DQI-SNR scoring models: DQI-SNR Model 1, predefined cut-offs; DQI-SNR Model 2, median-based cut-offs; DQI-SNR Model 3, quintile-based cut-offs.

P for trend for continuous DQI-SNR score.

Basic model adjusted for method version, season of data collection, age (continuous) and total energy intake (continuous).

§

Full model adjusted for method version, season of data collection, age (continuous), total energy intake (continuous), smoking status, leisure-time physical activity and alcohol consumption.

Discussion

Overall findings

The main finding of the present study is that different scoring methods for dietary indices, even when characterizing identical dietary components, can seriously influence the magnitude of the observed diet–mortality associations. Results suggest however that a dietary pattern similar to what is currently recommended is associated with decreased risk of all-cause mortality and cause-specific mortality, particularly CVD mortality among men.

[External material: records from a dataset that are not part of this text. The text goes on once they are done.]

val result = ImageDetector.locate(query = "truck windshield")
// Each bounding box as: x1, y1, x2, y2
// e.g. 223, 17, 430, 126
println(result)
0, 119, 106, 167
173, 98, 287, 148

The DQI-SNR and mortality outcomes

The DQI-SNR was associated with mortality among both men and women. However, the reduction in CVD mortality among men with high DQI-SNR scores was not seen among women. Several plausible reasons could be behind these null associations including that the women in this study population constitute a more homogeneous group (i.e. health-conscious with narrow ranges of nutrient and food intakes) and that associations with mortality may be affected by other uncontrolled factors (e.g. treatment at hospital, timing of hospitalization). In addition, CVD develops approximately 10 years later in women and the female study population is slightly younger than the male. Excluding women below the age of 50 years at baseline strengthened the associations seen with all-cause and cancer mortality; however, the number of CVD deaths was reduced even further and no associations could be seen (data not shown). The strong risk reduction in mortality from non-CVD, non-cancer causes among women has not been observed previously to our knowledge. However, these results are in line with a meta-analysis investigating adherence to the Mediterranean diet which found a significant reduction (13 %) in incidence of Parkinson's and Alzheimer's disease( 30 ) and a study by Park et al.( 31 ) that found an inverse association between dietary fibre and mortality from respiratory diseases. Although the health effects from dietary patterns similar to the SNR vary between populations, the magnitude of the beneficial effect detected in the current study population is high particularly among men( 5 7 ). This may be a population-specific observation or could be explained by the high relative validity of the dietary assessment method used in the current study( 32 ).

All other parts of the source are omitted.